Appeal of FAITH HART, from action of the Board of Education of the City School District of the City of Rochester and Superintendent Bolgen Vargas regarding termination of a probationary appointment.

Decision No. 16,671

(September 26, 2014)

Edwin Lopez-Soto, General Counsel, attorney for respondents, Cara M. Briggs, Esq., of counsel

KING, JR., Commissioner.--Petitioner appeals the decision of the Board of Education of the Rochester City School District (“respondent board”) and Superintendent Bolgen Vargas (collectively referred to as “respondents”) to terminate her probationary appointment.  The appeal must be dismissed.

     The record indicates that petitioner is a certified public school administrator who was employed by the district as a probationary Special Education School Improvement Specialist.  Petitioner’s three-year probationary appointment was set to expire on November 22, 2013.  On November 19, 2013, petitioner was advised that respondent superintendent would not be recommending her for tenure.  At that time, petitioner was offered a one-year extension of her probationary term, which she subsequently declined. By letter dated November 19, 2013, petitioner was notified that respondent superintendent was recommending to respondent board that her probationary appointment be discontinued as of January 19, 2014.  The letter also advised petitioner that the recommendation would be considered at respondent board’s December 19, 2013 meeting and that she had the right to request a written statement describing respondent superintendent’s reasons for the recommendation and to submit a written response thereto.  By letter dated November 19, 2013 from the Association of Supervisors and Administrators of Rochester, petitioner requested a written statement of the reasons leading to her termination.  Respondent superintendent responded to petitioner’s request by letter dated December 2, 2013, in which he provided the reasons for his recommendation.  Petitioner submitted her response to the same by letter dated December 10, 2014.

 At its December 16, 2013 meeting, the board voted to reject the recommendation to terminate petitioner. Thereafter, petitioner was advised, by letter dated December 17, 2013, that her employment was being terminated as of January 19, 2014.  This appeal ensued.

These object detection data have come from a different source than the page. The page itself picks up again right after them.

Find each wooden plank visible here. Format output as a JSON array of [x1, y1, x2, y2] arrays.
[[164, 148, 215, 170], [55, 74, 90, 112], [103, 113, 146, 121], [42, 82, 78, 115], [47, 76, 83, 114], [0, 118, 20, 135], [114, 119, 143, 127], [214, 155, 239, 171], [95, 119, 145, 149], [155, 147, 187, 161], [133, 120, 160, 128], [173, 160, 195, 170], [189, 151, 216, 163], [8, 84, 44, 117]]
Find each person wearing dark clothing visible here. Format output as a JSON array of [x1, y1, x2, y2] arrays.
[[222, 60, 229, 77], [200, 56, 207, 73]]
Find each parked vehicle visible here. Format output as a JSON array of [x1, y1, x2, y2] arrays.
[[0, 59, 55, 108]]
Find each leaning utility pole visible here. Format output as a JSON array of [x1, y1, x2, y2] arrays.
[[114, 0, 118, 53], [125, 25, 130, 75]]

 Petitioner claims that she fulfilled her job responsibilities, had positive evaluations and no disciplinary actions, and was recommended for tenure by two supervisors. For those reasons, petitioner contends that she should be granted tenure.[1]  She requests an order declaring that she be rehired by respondent district and granted tenure, together with “back pay or monetary rewards.”

 Respondents contend that the superintendent’s decision not to recommend petitioner for tenure was supported by a rational and legitimate basis.  Additionally, respondents claim that petitioner was not denied any statutory or constitutional rights and that she fails to demonstrate a clear right to the relief requested in accordance with 8 NYCRR §275.10.  Finally, respondents contend that petitioner’s appeal is untimely and the petition lacks any showing of good cause for her delay.  For all of the above respondents assert that the appeal must be dismissed.

Respondent objects to petitioner’s reply.  The purpose of a reply is to respond to new material or affirmative defenses set forth in an answer (8 NYCRR §§275.3 and 275.14).  A reply is not meant to buttress allegations in the petition or to belatedly add assertions that should have been in the petition (Appeal of Caswell, 48 Ed Dept Rep 472, Decision No. 15,920; Appeal of Hinson, 48 id. 437, Decision No. 15,908; Appeal of Baez, 48 id. 418, Decision No. 15,901).  Therefore, while I have reviewed the reply, I have not considered those portions containing new allegations or exhibits that are not responsive to new material or affirmative defenses set forth in the answer.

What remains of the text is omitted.